Le lendemain, "vers 8 h, tout le [1er] bataillon fait mouvement et nous occupons Niederbuhl." A la 5e compagnie, le sergent Pierre Berroyer a été mortellement blessé, les soldats Jean Gouzilh et Charles Barrou ont été blessés. Le JMO de la 3e compagnie du I/126e RI rapporte ainsi l'attaque de Rastatt : "Installation à 14 h sous un violent barrage de mitrailleuses. 17 h : la 3e et la 2e section font un nettoyage d'un côté de la ville, la 3e section se fait sérieusement accrocher. Nombreux tirs de canons, mortiers, mitrailleuses." Les combats du jour ont coûté au I/126e RI deux tués et 23 blessés (dont le capitaine Baudiche, commandant la 4e compagnie), mais Rastatt est prise. En nettoyant les bois environnants, la compagnie Villemain fait 37 prisonniers.

Puis, le 15 avril 1945, le I/126e RI se porte sur Baden-Baden.

A l'issue de la Campagne d'Allemagne, ce régiment de Corréziens et de Périgourdins déplore 21 tués et 130 blessés.  

Sources : archives du 126e RI, GR 12 P 22, Service historique de la Défense.

Etat des morts du 126e RI (1945)

Adjudant-chef Lucien Lestienne, 27 ans, le 5 mars 1945 (blessures). 

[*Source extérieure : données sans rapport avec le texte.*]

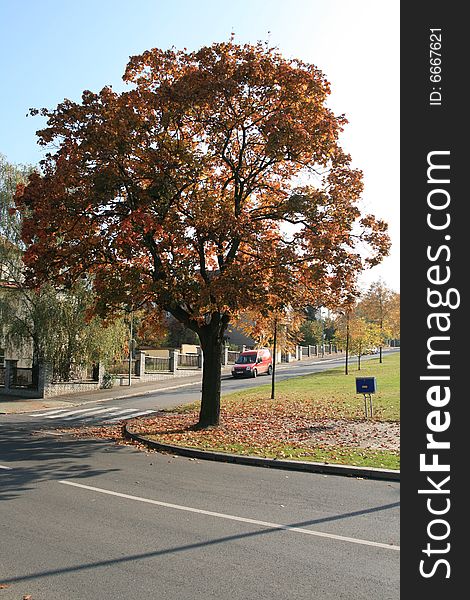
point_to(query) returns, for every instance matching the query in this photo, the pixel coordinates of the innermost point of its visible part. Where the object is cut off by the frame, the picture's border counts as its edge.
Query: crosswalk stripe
(111, 414)
(49, 412)
(71, 412)
(89, 415)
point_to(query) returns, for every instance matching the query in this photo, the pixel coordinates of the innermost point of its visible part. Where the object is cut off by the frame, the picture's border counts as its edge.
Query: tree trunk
(211, 337)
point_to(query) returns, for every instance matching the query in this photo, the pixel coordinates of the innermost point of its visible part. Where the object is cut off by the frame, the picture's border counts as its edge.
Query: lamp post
(131, 340)
(274, 358)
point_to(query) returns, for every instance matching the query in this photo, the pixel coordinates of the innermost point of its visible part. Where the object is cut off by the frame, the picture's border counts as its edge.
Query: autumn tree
(42, 323)
(381, 305)
(214, 182)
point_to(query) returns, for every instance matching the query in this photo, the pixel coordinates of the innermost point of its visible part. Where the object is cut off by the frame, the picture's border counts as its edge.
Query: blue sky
(54, 49)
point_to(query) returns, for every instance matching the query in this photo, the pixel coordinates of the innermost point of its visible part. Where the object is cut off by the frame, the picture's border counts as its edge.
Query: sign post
(366, 386)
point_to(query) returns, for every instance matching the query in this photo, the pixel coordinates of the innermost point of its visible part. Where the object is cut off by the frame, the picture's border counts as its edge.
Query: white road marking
(233, 517)
(96, 411)
(49, 412)
(71, 412)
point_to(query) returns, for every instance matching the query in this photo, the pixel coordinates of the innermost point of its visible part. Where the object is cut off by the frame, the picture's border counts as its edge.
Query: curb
(271, 463)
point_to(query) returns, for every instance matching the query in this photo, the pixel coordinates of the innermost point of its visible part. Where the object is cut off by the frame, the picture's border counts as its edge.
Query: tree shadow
(130, 559)
(52, 458)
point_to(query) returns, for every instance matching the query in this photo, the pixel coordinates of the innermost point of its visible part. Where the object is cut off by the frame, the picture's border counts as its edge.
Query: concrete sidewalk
(17, 405)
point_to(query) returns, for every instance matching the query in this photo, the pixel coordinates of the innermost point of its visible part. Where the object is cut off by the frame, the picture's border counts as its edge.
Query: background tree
(380, 305)
(179, 190)
(42, 323)
(363, 336)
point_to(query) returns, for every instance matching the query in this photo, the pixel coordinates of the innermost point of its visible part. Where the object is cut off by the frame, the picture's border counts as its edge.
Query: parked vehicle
(252, 363)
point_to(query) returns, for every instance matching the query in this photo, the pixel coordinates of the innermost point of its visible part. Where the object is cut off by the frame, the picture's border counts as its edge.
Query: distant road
(178, 393)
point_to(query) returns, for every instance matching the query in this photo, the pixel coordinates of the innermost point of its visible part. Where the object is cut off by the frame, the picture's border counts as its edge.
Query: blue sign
(366, 385)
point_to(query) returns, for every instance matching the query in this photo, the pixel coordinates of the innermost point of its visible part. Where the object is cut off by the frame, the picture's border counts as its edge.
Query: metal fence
(188, 361)
(154, 364)
(232, 356)
(21, 378)
(122, 368)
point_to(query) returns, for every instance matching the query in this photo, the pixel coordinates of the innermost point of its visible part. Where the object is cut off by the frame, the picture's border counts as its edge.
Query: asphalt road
(145, 525)
(178, 393)
(88, 520)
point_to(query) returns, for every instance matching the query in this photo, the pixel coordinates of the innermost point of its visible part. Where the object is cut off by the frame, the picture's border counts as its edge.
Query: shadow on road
(51, 458)
(126, 560)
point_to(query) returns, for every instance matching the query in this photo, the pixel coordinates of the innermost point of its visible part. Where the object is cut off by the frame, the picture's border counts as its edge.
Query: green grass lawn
(333, 394)
(313, 417)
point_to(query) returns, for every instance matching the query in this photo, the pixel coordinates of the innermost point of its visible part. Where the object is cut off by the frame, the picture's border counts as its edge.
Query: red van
(253, 363)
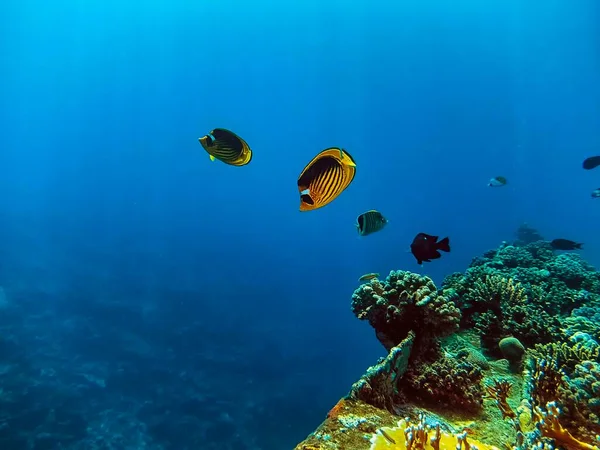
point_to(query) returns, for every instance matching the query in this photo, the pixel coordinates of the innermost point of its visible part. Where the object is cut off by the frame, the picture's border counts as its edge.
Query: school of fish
(331, 171)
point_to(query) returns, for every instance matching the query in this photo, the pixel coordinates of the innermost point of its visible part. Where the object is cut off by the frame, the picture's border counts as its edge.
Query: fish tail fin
(444, 245)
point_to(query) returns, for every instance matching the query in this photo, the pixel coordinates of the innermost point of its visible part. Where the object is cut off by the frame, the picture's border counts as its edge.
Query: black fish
(425, 247)
(370, 222)
(565, 244)
(591, 162)
(226, 146)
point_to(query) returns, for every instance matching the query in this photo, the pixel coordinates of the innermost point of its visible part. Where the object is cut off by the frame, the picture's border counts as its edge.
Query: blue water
(157, 299)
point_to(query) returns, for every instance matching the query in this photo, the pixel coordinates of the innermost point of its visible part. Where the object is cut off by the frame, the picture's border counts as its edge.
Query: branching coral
(564, 373)
(405, 301)
(499, 392)
(379, 386)
(499, 307)
(444, 383)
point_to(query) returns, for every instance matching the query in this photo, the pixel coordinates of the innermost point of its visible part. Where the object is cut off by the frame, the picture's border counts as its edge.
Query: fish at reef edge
(425, 247)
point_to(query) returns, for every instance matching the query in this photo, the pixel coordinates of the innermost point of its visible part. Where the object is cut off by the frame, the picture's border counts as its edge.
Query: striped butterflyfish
(370, 222)
(325, 177)
(369, 277)
(226, 146)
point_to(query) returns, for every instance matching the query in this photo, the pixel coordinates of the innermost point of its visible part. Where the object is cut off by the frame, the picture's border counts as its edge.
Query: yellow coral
(420, 436)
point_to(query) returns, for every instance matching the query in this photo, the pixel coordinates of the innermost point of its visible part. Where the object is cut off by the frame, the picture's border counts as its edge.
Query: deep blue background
(105, 191)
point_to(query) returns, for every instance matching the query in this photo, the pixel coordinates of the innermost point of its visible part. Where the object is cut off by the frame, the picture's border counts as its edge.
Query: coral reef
(505, 355)
(405, 302)
(421, 435)
(568, 373)
(527, 292)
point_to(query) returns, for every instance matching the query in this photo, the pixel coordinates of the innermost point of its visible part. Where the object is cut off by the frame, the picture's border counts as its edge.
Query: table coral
(405, 301)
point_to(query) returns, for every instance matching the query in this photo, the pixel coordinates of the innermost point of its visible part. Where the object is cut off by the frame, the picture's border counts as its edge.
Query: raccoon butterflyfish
(325, 177)
(227, 147)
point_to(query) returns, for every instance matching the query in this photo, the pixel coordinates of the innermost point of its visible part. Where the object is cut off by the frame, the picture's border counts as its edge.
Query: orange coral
(420, 436)
(550, 427)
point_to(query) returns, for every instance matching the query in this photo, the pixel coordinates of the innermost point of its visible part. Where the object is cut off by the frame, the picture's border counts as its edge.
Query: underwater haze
(153, 298)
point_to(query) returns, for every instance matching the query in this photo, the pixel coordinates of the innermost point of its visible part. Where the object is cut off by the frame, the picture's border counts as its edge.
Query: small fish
(227, 147)
(565, 244)
(497, 182)
(591, 162)
(425, 247)
(369, 276)
(370, 222)
(325, 177)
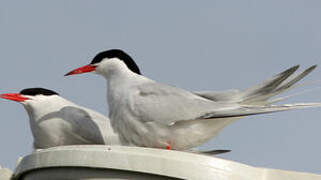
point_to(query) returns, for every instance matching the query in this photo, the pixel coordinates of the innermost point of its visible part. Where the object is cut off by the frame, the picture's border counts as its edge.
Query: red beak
(84, 69)
(14, 97)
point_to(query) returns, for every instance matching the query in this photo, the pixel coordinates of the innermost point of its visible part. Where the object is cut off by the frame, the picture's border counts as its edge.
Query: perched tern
(55, 121)
(150, 114)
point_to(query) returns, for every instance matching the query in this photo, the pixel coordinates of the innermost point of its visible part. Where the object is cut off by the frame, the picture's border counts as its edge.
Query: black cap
(117, 53)
(38, 91)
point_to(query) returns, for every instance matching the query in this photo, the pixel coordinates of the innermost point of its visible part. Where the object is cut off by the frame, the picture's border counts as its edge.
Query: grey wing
(84, 127)
(168, 105)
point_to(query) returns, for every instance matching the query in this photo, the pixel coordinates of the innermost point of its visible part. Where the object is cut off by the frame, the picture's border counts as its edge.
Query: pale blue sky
(196, 45)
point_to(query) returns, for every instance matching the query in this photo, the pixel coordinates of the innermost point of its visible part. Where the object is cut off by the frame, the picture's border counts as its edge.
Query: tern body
(55, 121)
(151, 114)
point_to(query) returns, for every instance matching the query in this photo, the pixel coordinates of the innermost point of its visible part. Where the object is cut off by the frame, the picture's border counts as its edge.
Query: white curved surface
(5, 174)
(119, 162)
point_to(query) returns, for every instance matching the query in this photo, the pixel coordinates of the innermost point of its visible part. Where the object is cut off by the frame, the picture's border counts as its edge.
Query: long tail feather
(247, 110)
(278, 84)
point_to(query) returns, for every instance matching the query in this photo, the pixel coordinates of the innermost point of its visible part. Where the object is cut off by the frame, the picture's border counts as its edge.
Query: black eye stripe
(38, 91)
(117, 53)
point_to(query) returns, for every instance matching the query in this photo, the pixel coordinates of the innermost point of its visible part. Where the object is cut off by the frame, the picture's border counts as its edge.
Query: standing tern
(55, 121)
(151, 114)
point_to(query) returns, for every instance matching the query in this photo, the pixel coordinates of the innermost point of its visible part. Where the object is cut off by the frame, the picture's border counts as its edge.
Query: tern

Charles Arenz, 20 ans, le 17 février 1945 ; Jean-Louis Tarzia, 24 ans, le 24 février ; Félix Laval, 22 ans, le 21 mars ; Georges Delezoide, 23 ans, le 1er avril ; Heinrich Leroux, 19 ans, le 5 avril ; Paul Mauconduit, 20 ans, le 5 avril (blessures) ; André Vaillant, 19 ans, blessé à mort le 6 avril ; Louis Bessou, 25 ans, le 7 avril ; Marcel Bissaud, 21 ans, le 7 avril ; Pierre Chaumeil, 22 ans, le 7 avril ; Antonio Hernandez, 23 ans, le 7 avril ; caporal Corentin Guegueniat, 24 ans, le 7 avril ; Fernand Pierre, 18 ans, le 8 avril ; Raymond Gire, 17 ans, le 8 avril ; Jean Peuch, 22 ans, Jean Recondo, 21 ans, Marcel Rouanne, 21 ans, Charles Sardenne, 21 ans, Stéphane Stroywass, François Roughie, et Segarro, le 9 avril ; René Flon, 23 ans, blessé à mort le 9 avril ; Jean Nuques, 20 ans, le 9 avril (blessures) ; Fernand Taurisson, 32 ans, le 9 avril (blessures) ; Jean-Marie Cazal, 22 ans, le 11 avril ; Roland Le Bars, 19 ans, le 11 avril (blessures) ; Pierre Denoyer, 21 ans, le 11 avril ; René Allin, 21 ans, le 13 avril ; Pierre Lagueyrie, 17 ans, le 13 avril (blessures) ; Henri Theyssier, 22 ans, le 16 avril (par accident) ; Jean Mathivaud, 21 ans, le 24 avril (blessures) ; Marcel Auton, 20 ans, en avril ; André Buge, 19 ans, le 2 mai (accident)

1 commentaire:

  1. Bonjour, mon grand-père maternel (dont j'essaie de retracer l'histoire) faisait partie du 26 RI "muté" au 126 RI. Blessé gravement à Rasttat, il fit 4 années dans différents hôpitaux militaires avant d'être démobilisé. Si vous avez des renseignements sur ces régiments, photos de cette époque, je suis preneur.